All in all our overnight trip to Inchmarnock had proved a wonderful experience. Camping, bonfire, good company, a swim, a pilgrimage to Saint Blane's monastery and some wind over  tide race fun all made it unforgettable.

Friday, July 18, 2014

Windmills not millstones round our necks in an Independent Scotland.

As we left the shelter of Glencallum Bay on Bute and 

 ...passed Rubh'an Eun lighthouse we met a most pleasing wind in the channel between Bute and Little Cumbrae Island.


We made excellent progress past the end of the little Cumbrae beyond which the new Hunterston wind turbine could be clearly seen. At 177m tall it is currently the biggest wind turbine in the UK. At the moment Scotland has the majority of UK wind turbines. They are heavily subsidised by all electricity customers throughout the UK. If Scotland were to vote for independence I doubt that subsidy would continue and I have not heard from the Yes Campaign how they would be funded and one possible outcome is that relatively few Scots will end up with windmills round our necks.

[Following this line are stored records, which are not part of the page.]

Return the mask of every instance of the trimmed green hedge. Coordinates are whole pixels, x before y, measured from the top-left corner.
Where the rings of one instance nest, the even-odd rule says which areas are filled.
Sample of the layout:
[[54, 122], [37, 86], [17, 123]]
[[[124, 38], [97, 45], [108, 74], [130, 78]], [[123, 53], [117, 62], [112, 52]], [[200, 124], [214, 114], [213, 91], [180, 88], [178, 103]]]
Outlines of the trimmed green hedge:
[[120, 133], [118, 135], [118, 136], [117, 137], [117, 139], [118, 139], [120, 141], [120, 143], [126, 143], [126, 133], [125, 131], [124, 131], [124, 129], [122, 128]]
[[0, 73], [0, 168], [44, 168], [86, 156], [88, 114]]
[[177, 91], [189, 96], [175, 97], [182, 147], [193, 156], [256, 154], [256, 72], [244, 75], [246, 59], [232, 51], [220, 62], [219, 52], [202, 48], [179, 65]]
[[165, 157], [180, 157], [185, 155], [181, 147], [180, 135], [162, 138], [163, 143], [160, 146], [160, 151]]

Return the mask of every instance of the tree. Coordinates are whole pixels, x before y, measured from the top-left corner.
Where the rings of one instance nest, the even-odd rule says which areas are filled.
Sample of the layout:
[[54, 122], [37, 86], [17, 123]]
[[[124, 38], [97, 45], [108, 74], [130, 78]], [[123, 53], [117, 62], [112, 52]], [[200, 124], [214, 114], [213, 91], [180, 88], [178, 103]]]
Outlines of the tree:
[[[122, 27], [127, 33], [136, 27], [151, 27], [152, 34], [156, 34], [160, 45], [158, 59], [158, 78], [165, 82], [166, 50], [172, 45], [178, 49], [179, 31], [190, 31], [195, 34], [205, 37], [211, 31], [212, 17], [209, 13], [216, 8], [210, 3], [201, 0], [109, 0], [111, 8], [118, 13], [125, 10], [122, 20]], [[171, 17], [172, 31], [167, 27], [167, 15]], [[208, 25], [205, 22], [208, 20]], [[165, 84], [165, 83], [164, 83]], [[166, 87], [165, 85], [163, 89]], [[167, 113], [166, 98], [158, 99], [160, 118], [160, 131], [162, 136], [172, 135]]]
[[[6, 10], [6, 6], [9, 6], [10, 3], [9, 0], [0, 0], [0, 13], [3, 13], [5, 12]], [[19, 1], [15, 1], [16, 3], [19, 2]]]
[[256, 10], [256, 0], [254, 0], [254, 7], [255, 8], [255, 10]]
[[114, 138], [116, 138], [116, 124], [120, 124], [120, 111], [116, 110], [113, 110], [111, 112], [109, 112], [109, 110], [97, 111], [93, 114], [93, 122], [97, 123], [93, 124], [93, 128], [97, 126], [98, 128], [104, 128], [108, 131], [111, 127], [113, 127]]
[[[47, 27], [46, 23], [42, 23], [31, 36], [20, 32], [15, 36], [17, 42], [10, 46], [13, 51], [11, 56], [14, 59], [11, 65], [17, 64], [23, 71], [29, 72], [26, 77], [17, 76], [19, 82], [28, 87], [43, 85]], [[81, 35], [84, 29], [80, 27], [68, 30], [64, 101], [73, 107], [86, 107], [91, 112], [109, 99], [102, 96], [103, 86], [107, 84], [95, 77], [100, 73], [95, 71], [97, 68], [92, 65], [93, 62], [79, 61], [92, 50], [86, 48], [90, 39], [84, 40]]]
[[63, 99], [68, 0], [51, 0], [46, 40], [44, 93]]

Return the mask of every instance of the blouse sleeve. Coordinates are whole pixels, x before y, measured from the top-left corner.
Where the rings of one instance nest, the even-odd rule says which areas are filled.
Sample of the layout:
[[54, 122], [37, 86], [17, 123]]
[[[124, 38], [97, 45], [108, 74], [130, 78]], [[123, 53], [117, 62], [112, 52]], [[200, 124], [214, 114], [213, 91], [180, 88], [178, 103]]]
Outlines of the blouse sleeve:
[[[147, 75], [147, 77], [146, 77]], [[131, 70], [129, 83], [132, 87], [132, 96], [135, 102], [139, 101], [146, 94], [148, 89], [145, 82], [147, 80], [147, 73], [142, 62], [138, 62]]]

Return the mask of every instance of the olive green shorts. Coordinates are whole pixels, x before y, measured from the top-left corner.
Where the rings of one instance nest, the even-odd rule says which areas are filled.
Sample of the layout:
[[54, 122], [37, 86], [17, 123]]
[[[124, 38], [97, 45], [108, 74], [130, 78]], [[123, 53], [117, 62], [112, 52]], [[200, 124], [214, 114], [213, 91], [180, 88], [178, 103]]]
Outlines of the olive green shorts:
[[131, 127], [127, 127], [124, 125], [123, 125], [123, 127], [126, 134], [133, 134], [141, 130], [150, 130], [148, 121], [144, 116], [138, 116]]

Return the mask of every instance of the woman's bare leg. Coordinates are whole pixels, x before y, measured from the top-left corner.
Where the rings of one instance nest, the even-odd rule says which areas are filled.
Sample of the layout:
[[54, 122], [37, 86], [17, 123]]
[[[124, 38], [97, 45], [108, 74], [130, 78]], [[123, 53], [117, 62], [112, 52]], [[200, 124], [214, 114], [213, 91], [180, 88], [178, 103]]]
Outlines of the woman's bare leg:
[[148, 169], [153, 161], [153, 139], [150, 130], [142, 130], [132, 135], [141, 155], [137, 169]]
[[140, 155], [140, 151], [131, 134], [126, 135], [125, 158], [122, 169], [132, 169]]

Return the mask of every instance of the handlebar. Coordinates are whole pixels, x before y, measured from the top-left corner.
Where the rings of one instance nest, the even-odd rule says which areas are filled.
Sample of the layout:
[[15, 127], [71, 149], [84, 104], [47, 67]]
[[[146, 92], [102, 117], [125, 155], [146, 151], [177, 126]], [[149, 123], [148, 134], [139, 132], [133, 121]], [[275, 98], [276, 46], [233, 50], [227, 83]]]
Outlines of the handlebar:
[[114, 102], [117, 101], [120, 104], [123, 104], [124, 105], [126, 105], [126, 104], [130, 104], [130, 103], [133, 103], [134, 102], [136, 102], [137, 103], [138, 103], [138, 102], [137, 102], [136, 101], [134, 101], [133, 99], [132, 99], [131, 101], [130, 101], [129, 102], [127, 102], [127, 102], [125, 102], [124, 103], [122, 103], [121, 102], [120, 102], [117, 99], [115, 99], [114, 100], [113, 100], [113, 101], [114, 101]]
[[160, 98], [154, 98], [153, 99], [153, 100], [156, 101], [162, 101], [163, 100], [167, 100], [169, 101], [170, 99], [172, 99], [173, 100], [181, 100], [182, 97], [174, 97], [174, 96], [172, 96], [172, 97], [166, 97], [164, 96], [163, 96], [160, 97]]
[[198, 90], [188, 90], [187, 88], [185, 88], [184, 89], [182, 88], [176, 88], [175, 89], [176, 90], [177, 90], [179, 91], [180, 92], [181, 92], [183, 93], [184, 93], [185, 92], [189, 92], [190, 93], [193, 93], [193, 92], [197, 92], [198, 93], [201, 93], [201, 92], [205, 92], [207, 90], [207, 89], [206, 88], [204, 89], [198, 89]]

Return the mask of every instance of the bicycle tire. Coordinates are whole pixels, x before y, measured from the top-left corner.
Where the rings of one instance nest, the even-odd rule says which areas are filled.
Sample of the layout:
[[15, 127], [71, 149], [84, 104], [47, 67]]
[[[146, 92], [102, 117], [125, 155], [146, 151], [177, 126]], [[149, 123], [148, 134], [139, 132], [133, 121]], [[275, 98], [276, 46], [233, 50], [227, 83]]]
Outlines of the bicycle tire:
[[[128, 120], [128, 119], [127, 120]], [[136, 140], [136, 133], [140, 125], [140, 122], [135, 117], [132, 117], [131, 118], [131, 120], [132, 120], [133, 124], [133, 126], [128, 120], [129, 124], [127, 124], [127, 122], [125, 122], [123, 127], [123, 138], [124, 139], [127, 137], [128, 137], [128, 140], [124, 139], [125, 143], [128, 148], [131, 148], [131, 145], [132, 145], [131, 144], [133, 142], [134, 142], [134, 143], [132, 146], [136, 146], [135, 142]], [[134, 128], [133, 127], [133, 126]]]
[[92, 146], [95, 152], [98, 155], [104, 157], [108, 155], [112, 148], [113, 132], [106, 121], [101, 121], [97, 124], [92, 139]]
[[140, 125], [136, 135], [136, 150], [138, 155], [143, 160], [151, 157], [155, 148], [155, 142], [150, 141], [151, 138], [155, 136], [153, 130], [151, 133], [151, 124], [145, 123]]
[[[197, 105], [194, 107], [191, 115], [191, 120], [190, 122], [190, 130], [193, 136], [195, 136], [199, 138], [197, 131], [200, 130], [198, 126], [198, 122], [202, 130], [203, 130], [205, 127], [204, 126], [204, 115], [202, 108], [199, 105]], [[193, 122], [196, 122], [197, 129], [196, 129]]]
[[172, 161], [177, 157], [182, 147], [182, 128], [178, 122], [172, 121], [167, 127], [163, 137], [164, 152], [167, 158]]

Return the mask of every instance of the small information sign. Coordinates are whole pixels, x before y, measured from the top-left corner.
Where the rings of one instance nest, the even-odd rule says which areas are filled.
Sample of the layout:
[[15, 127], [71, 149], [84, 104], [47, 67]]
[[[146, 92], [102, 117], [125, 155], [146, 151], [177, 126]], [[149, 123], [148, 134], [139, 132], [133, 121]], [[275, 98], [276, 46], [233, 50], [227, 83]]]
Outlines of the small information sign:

 Anyway the wind soon had us approaching Great Cumbrae and its delightful...

 ...town of Millport. Millport provides excellent fish suppers and ice creams but we decided to take...
 
 ...our first luncheon on the wonderfully situated The Eileans...

...in the middle of Millport bay. There is a lovely sandy beach (except at high tide) and it was on the sheltered side of the islands.The biz of  Millport and the problems of the world seemed a million miles away.

Thursday, July 17, 2014

Little sails in the Sound


We set off on the 10km crossing from Inchmarnock to Garroch Head. A light breeze got up so it was time to hoist sails.

 The early morning sun glistened on the water as we paddle sailed...

 ...towards the misty hills above Garroch Head.

 Slowly but steadily the distinctive sloping outline of St Blane's Hill changed from an outline to...

...a hill with shape, form and detail.

 Soon we were below Dunagoil Hill where the wind dropped and we rounded...

 ...Garroch Head in a flat calm in the company of this yacht.

 Our destination was Glencallum Bay on the south end of Bute.

We enjoyed second breakfast on the wide sweep of the bay and I was even tempted in for a swim though the water was still on the Arctic side of bracing.

Wednesday, July 16, 2014

The sea was clearer than the air.

We set off from the south of Inchmarnock and explored a little way up the west coast of the island before turning back down...

...the Sound of Bute. The sea fog slowly rolled about the Sound before gradually...

lifting. Above the fog the Arran summits soared through into clearer air.

As we paddled through the skerries at the south end of Inchmarnock we realized that the waters of the Sound were clearer than the air above.